Triangle Entrepreneurs: Let’s Talk—And Keep Talking—About Your Exit Strategy

Tim McLoughlin is a partner at Cary-based Cofounders Capital.

In a recent speaking event at WeWork in downtown Durham, and then again at an NC IDEA Summer Series event a few weeks ago, two different entrepreneurs asked me a similar question, “What does a good exit look like from a VC’s perspective?” I responded with my always correct, but never very enlightening answer: “It depends.”

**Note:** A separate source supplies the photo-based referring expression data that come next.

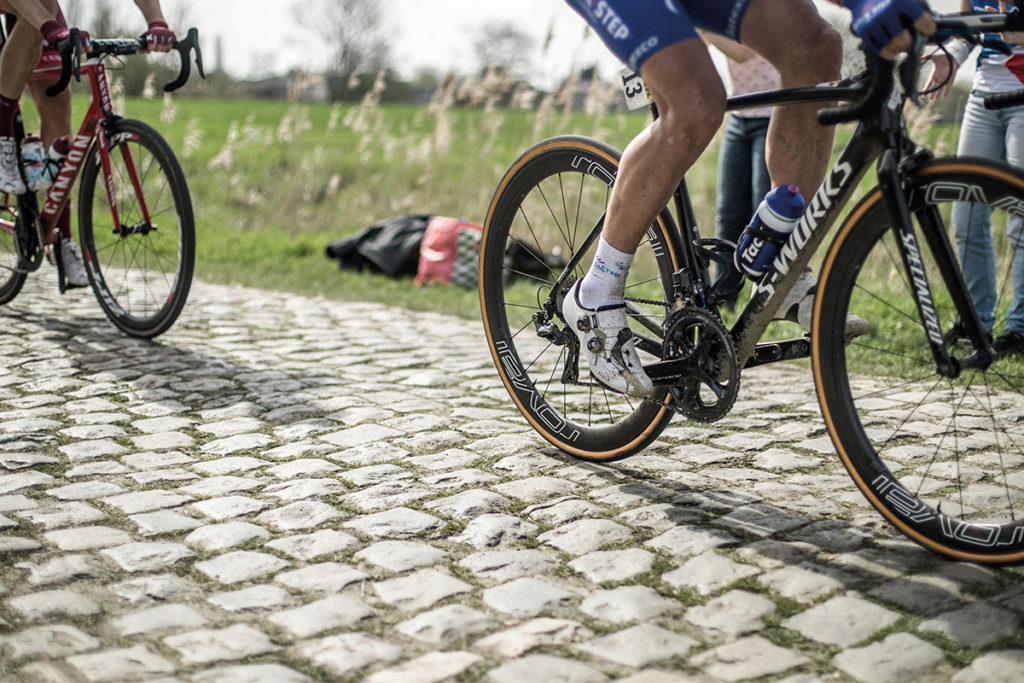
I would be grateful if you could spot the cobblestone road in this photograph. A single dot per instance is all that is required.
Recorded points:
(285, 488)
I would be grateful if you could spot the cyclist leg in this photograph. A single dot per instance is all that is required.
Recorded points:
(805, 50)
(1012, 339)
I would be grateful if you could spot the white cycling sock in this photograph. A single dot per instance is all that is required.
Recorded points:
(605, 282)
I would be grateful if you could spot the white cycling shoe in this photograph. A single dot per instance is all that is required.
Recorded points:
(74, 264)
(799, 307)
(609, 346)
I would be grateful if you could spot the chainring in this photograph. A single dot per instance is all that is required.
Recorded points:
(709, 388)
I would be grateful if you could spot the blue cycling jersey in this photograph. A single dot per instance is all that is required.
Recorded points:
(634, 30)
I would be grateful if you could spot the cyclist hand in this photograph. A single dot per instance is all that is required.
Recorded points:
(941, 81)
(54, 32)
(881, 24)
(159, 38)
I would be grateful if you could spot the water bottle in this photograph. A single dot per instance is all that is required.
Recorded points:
(772, 223)
(34, 163)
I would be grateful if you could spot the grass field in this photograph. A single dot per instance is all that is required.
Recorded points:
(273, 182)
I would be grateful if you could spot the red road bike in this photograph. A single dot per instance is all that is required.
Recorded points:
(134, 212)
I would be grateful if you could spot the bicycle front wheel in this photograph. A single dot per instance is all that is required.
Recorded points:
(941, 458)
(548, 203)
(140, 265)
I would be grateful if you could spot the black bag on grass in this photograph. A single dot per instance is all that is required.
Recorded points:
(391, 247)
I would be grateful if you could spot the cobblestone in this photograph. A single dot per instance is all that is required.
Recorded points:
(292, 488)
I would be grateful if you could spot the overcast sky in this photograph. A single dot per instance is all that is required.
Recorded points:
(261, 36)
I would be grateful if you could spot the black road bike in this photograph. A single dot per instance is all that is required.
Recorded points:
(926, 417)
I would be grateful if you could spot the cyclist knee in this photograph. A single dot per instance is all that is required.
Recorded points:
(692, 120)
(815, 57)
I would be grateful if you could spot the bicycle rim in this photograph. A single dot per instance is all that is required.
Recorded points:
(140, 273)
(547, 204)
(942, 459)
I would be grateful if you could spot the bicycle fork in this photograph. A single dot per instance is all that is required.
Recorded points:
(894, 200)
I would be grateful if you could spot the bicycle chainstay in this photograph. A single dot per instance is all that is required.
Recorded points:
(701, 369)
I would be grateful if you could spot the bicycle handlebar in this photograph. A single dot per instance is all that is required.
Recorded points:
(71, 57)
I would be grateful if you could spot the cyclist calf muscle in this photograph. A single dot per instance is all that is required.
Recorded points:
(34, 25)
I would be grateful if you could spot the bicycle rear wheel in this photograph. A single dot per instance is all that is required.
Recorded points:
(942, 459)
(11, 280)
(140, 271)
(547, 204)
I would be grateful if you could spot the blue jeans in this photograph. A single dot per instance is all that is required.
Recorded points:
(991, 134)
(742, 182)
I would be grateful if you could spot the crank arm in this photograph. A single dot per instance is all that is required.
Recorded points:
(791, 349)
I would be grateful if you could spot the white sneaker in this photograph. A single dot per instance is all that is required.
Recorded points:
(799, 307)
(74, 264)
(610, 348)
(10, 174)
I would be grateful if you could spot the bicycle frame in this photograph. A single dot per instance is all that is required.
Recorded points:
(882, 138)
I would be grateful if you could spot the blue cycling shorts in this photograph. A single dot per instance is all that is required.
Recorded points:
(634, 30)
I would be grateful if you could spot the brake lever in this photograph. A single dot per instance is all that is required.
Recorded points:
(184, 48)
(71, 61)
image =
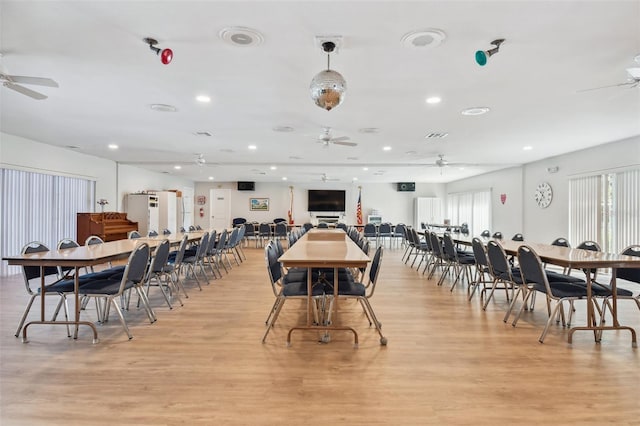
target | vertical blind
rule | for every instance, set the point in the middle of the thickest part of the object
(39, 207)
(472, 208)
(606, 209)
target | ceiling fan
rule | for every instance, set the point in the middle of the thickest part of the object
(14, 82)
(633, 80)
(324, 178)
(325, 138)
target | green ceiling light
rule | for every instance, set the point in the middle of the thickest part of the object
(483, 55)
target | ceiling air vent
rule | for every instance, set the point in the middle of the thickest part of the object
(436, 135)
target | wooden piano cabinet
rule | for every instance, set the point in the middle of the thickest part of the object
(109, 226)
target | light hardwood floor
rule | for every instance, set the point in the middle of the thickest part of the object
(447, 362)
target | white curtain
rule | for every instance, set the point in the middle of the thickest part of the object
(586, 211)
(626, 210)
(472, 208)
(39, 207)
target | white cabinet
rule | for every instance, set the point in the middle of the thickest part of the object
(428, 210)
(168, 211)
(144, 209)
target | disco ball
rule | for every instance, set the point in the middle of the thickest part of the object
(328, 89)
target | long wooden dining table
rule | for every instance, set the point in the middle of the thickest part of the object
(324, 248)
(574, 258)
(82, 256)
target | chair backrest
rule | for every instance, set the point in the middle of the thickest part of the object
(264, 230)
(374, 271)
(281, 229)
(249, 230)
(31, 272)
(160, 256)
(222, 241)
(136, 269)
(497, 258)
(449, 247)
(66, 243)
(478, 252)
(531, 268)
(370, 230)
(630, 274)
(180, 255)
(238, 221)
(201, 251)
(384, 228)
(93, 239)
(279, 248)
(561, 242)
(273, 266)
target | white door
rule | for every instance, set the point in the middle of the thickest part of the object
(220, 209)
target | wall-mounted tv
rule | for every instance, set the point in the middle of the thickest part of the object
(326, 200)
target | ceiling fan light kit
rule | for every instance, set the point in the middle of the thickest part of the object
(328, 87)
(166, 55)
(483, 55)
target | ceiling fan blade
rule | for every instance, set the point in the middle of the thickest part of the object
(344, 143)
(38, 81)
(341, 139)
(627, 83)
(31, 93)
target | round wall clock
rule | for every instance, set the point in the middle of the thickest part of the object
(543, 195)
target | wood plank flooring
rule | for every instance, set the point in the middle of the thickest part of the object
(447, 362)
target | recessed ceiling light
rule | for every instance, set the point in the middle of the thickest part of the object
(163, 108)
(284, 129)
(423, 39)
(241, 36)
(475, 111)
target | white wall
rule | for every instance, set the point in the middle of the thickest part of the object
(394, 206)
(520, 212)
(113, 181)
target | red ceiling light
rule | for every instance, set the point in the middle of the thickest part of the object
(166, 55)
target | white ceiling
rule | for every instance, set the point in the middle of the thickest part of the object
(108, 78)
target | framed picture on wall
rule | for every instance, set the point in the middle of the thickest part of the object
(259, 204)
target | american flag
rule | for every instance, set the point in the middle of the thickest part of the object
(359, 208)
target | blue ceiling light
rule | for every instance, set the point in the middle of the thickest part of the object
(483, 55)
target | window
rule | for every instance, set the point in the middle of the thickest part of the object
(605, 208)
(473, 208)
(39, 207)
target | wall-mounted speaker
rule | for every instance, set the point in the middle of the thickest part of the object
(406, 186)
(246, 186)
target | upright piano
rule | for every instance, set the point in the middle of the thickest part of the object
(109, 226)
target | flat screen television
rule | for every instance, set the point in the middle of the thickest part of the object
(326, 200)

The questions VC’s ask ourselves before we ever make an investment might be, “Can this investment return half or all of our fund? Are there dozens of obvious acquirers that can write $100M+ checks? Does this industry typically support 6-10x-revenue-multiple acquisitions?” But, years into a company’s life those questions may evolve into, “Can we get a portion of our investment back? Will anyone buy this company? How quickly can an acquirer complete this transaction?” You see how quickly the definition of a “good exit” at any given moment can change.

If the classification of a “good” or even “acceptable” exit can change that rapidly in an investor’s mind, what must be going through an entrepreneur’s mind? After all, an investor has likely diversified risk across 15-20 companies and can pick and choose where to “swing for the fences” or where to “soft land” a company, but entrepreneurs have all their eggs in one basket.

In a monthly meeting of local angel groups and seed stage funds earlier this month we discussed the topic of getting more successful exits in the Triangle, even if they were smaller and didn’t draw Red-Hat-like headlines. We discussed whether we, as investors, are doing enough to get our heads out of the continuous cycle of “sales, raise capital, repeat”; and whether we’re doing enough to encourage evolving exit strategies and open communication between founders and investors. Here are some suggestions that we have tried to implement at Cofounders Capital:

  1. Before taking an investment, understand your investors’ goals — Return expectations vary widely between entrepreneurs and investors, between angel investors and VC’s, between different VC firms, and even between two different funds in a fund family. Take Cofounders Capital’s Fund I, a $12M fund, vs. Cofounders Capital Fund II, a $31M fund. A $3M return for CFC in Fund I returns 25% of our fund, and eight of those gives us a nice 2x overall! Apply that same math to Fund II and the $3M “win” returns less than 10% of our fund, and eight of those doesn’t even get us back to even. Scenarios will change after an investment is made, but before you take capital, make sure that you are both signed up for the time, effort, and exit size that you will each deem as a “win.”
  2. Openly discuss how return expectations are evolving — For entrepreneurs, personal or professional situations can change. New, well-funded competitors can enter the market or established ones can pivot to a new market. Pro-forma assumptions can be wrong for better or worse. Similarly, for investors, circumstances change. Angels’ liquidity needs may have altered or a VC may have had a different big win in the portfolio. Often, I feel that there is hesitancy to discuss an acquisition path or amount if it has changed from the one in the original pitch deck. But it is the job of the Board and the entrepreneur to adapt to changing data and situations. Make it a regular part of conversation with investors and your Board to discuss exit pursuits. You may disagree on what the target should be, but you will engage in healthy (hopefully) dialogue and you may even be on the same page!
  3. Inform your Board (and/or major investors) of all acquisition discussions, or partnerships that could turn into acquisitions –— We often test founders as part of our diligence, and ask them “what would you do if you were offered $10M for the company in six months?” Considering that Cofounders is a seed stage fund you may think that the obvious right answer would be to take the money and run! But, the correct answer from an investor perspective is always “It depends. I’d talk to my investors and get their input.” Your investors and your Board can only help weigh in on the exit strategy if they know the alternatives. Even if it is a low offer, discuss it. It provides an alternative and creates a floor you can negotiate against. Any offer you receive is a good excuse to re-open that dialogue around acquisition with your investors and/or Board.

Because of large funds being raised in Silicon Valley and Boston, I believe that startups often pitch the $100M+ sale/IPO exit-or-bust mentality to investors, which is generally a fine starting point in those regions. In 2018, average VC fund sizes were north of $82M and there were 16 first-time funds that closed between $100M-$500M. Those funds need those huge exits to make investors their desired returns.

But here, in the Triangle, we have smaller funds and an active angel community, which provide us with a little more flexibility on what a “good exit” can be. So, entrepreneurs, as your business model evolves through the years, has your exit strategy changed? What would your investors say about that? It would be good for both of you to talk about it.